Minnesota Statutes, section 245C.02, subdivision 16, states:
“Recurring maltreatment” means more than one incident of maltreatment for which there is a preponderance of evidence that maltreatment occurred and that the subject was responsible for the maltreatment.
Minnesota Statutes, section 245C.02, subdivision 18, states:
"Serious maltreatment" means sexual abuse, maltreatment resulting in death, neglect resulting in serious injury which reasonably requires the care of a physician whether or not the care of a physician was sought, or abuse resulting in serious injury. For purposes of this definition, "care of a physician" is treatment received or ordered by a physician, physician assistant, or nurse practitioner, but does not include diagnostic testing, assessment, or observation; the application of, recommendation to use, or prescription solely for a remedy that is available over the counter without a prescription; or a prescription solely for a topical antibiotic to treat burns when there is no follow-up appointment. For purposes of this definition, "abuse resulting in serious injury" means: bruises, bites, skin laceration, or tissue damage; fractures; dislocations; evidence of internal injuries; head injuries with loss of consciousness; extensive second-degree or third-degree burns and other burns for which complications are present; extensive second-degree or third-degree frostbite and other frostbite for which complications are present; irreversible mobility or avulsion of teeth; injuries to the eyes; ingestion of foreign substances and objects that are harmful; near drowning; and heat exhaustion or sunstroke. Serious maltreatment includes neglect when it results in criminal sexual conduct against a child or vulnerable adult.
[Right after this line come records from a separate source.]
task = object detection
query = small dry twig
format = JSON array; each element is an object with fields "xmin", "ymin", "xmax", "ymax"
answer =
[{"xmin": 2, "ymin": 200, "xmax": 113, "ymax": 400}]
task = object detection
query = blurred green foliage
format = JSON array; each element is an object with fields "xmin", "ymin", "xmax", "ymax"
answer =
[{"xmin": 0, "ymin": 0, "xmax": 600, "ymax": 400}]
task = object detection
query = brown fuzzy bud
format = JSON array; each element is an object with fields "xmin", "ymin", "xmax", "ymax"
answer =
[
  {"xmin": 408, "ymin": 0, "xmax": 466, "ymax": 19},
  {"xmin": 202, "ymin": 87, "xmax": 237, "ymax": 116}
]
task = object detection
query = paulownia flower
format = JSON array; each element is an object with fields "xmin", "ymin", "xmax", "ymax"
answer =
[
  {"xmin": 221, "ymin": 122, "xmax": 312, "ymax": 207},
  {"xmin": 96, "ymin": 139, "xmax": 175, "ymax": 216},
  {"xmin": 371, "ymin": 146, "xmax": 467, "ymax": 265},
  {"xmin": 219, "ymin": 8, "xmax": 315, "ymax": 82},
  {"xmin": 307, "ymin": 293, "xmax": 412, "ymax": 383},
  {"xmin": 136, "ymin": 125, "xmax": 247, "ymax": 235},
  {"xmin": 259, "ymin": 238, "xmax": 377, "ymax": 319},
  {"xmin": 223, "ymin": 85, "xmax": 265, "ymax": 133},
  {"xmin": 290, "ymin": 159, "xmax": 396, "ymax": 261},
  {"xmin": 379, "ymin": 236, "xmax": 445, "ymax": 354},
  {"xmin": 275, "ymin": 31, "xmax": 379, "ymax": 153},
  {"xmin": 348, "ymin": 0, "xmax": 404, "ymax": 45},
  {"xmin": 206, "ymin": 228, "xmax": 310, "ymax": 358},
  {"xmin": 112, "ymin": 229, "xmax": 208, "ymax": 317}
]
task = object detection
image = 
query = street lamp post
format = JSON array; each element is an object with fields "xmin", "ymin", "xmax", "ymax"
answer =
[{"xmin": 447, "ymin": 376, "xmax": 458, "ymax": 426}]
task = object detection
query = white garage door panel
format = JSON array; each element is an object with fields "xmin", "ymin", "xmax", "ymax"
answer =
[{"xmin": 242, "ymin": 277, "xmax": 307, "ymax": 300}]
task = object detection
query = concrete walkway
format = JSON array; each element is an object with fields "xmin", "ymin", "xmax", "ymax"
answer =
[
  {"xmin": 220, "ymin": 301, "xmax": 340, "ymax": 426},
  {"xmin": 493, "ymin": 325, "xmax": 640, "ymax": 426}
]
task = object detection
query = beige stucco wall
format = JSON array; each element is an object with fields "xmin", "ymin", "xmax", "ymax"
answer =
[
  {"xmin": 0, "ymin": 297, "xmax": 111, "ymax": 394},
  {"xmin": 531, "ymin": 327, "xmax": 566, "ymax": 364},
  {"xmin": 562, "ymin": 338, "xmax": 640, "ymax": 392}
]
It was determined that the substantiated neglect for which SP1 and SP2 were responsible did not meet statutory criteria to be determined as recurring or serious because it was a single incident of maltreatment and the marks on the AV did not require medical care.
Pursuant to Minnesota Statutes, section 260E.35, subdivision 6, paragraph (c) all investigative data maintained in this report will be kept by the Department of Human Services for at least ten years after the date of the final entry in the report.
Action Taken by Facility:
The facility conducted an internal review and determined that their policies and procedures were adequate but not followed. SP1 and SP2 were retrained on the use of cleaning products.
Action Taken by Department of Human Services, Office of Inspector General:
SP1 and SP2 were not disqualified from providing direct care services as a result of the maltreatment determination in this report. However, SP1 and SP2 were each notified by the Office of Inspector General that any further substantiated act of maltreatment, whether or not the act meets the criteria for “serious,” will automatically meet the criteria for “recurring” and will result in the disqualification of SP1 or SP2. The determination that SP1 and SP2 were responsible for maltreatment is subject to appeal.
On October 18, 2023, the facility was issued a Correction Order for the violations outlined in this report.
Certification:
The information collection procedures followed in this investigation were pursuant to Minnesota Statutes, section 260E.30, subdivision 6, paragraph (c). All individuals that are subjects of data in this investigation have the right to obtain private data on themselves which was collected, created, or maintained by the Department of Human Services.